Ability of pep3-NP1 to detect exogenous and endogenous H2O2 ex vivo. To assess the capability of pep3NP1 to detect H2O2 in cells, HeLa cells loaded with pep3-NP1 (5 µM) were treated with 200 µM H2O2 for 30 min. The fluorescence intensities from the green channel (λem = 535 ± 25 nm) clearly increased after H2O2 stimulation (Figure 6, a1 and b1). The ratio (RG/R) images were established by fluorescence detection at 535 ± 25 nm (green channel) and 635 ± 25 nm (red channel) using Carestream software. The red fluorescence showed the binding between pep3-NP1 and mtDNA (Figure 6, a2 and b2); the green fluorescence resulted from the monitoring of H2O2. Thus, the ratio of green with red fluorescence could be used to reflect the change of the H2O2 level near mtDNA. The control group was found to give a weak RG/R signal (< 0.80), while the RG/R values clearly increased in the group treated with H2O2 (> 1.15, Figure 6, a4 and b4). To further determine the detection limit of H2O2 in cultured cells, CLSM images of Hela cells in the presence of H2O2 of 0, 1, 5, 10, 50 and 100 µM were measured (Figure S5).
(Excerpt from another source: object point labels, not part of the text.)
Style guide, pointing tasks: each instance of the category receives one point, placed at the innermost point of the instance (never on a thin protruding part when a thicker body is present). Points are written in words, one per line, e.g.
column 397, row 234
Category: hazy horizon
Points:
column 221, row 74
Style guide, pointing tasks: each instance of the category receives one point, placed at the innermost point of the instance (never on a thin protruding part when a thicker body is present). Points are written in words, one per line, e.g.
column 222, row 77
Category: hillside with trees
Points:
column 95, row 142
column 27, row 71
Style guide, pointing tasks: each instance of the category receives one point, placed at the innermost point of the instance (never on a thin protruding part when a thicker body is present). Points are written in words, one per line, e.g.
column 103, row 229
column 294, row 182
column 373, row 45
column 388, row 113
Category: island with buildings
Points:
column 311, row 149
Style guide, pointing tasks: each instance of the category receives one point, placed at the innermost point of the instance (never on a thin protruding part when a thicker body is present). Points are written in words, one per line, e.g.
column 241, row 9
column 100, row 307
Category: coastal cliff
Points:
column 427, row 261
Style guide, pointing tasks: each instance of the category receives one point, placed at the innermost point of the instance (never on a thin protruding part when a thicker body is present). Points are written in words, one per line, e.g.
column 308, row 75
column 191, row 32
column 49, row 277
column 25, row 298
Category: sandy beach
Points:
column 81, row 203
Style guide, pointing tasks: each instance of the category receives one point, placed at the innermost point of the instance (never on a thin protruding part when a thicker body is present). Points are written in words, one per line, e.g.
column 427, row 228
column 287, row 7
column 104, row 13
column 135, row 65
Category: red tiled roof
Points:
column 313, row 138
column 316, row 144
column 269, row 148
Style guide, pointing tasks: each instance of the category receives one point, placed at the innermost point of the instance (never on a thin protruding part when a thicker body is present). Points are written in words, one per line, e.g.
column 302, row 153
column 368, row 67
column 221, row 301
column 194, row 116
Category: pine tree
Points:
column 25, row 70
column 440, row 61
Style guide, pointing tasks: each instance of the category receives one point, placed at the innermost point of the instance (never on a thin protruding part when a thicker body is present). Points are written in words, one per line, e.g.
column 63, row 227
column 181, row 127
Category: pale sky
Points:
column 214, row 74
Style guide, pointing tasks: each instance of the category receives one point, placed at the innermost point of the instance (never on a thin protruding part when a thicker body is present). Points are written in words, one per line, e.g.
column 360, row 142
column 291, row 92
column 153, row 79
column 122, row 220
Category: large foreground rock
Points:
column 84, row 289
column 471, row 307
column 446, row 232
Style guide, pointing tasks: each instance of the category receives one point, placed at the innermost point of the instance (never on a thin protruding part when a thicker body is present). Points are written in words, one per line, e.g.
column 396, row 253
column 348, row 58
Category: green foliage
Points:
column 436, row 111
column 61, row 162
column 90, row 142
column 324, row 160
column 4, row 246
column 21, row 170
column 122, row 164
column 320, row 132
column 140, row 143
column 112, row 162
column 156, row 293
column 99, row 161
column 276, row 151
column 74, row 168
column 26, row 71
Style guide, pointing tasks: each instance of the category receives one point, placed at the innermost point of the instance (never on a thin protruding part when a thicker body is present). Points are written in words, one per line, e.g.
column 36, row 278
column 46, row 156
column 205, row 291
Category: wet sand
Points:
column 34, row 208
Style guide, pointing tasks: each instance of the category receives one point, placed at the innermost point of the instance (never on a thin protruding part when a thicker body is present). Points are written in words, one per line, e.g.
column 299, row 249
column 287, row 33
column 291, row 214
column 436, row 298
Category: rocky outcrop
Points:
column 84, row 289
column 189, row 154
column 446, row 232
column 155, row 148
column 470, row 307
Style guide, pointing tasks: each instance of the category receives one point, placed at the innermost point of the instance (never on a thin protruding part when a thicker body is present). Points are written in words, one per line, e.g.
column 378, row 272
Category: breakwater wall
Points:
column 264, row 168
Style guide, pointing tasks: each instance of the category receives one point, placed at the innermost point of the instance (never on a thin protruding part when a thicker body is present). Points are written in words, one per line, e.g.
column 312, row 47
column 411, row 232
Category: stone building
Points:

We found that pep3-NP1 was capable of visualize H2O2 as low as 5 µM in living HeLa cells, which was comparable to the detection limit in vitro. Next, we assessed whether pep3-NP1 could be used to detect endogenous H2O2 in the mitochondria of living cells. To this end, we treated HeLa cells with paraquat, a model compound for endogenously produced ROS by intracellularly redox cycling in the mitochondria.39-46 HeLa cells were treated with 1 mM paraquat for 6 h before loading with pep3-NP1 (5 µM) (Figure 6, c and d). The control group gave low RG/R values (< 0.45, Figure 6, c4), whereas the cell treated with paraquat resulted in a marked increase in RG/R (> 1.15, Figure 6,
d4). These results indicated that pep3-NP1 is sensitive enough to detect local mitochondrial H2O2 production.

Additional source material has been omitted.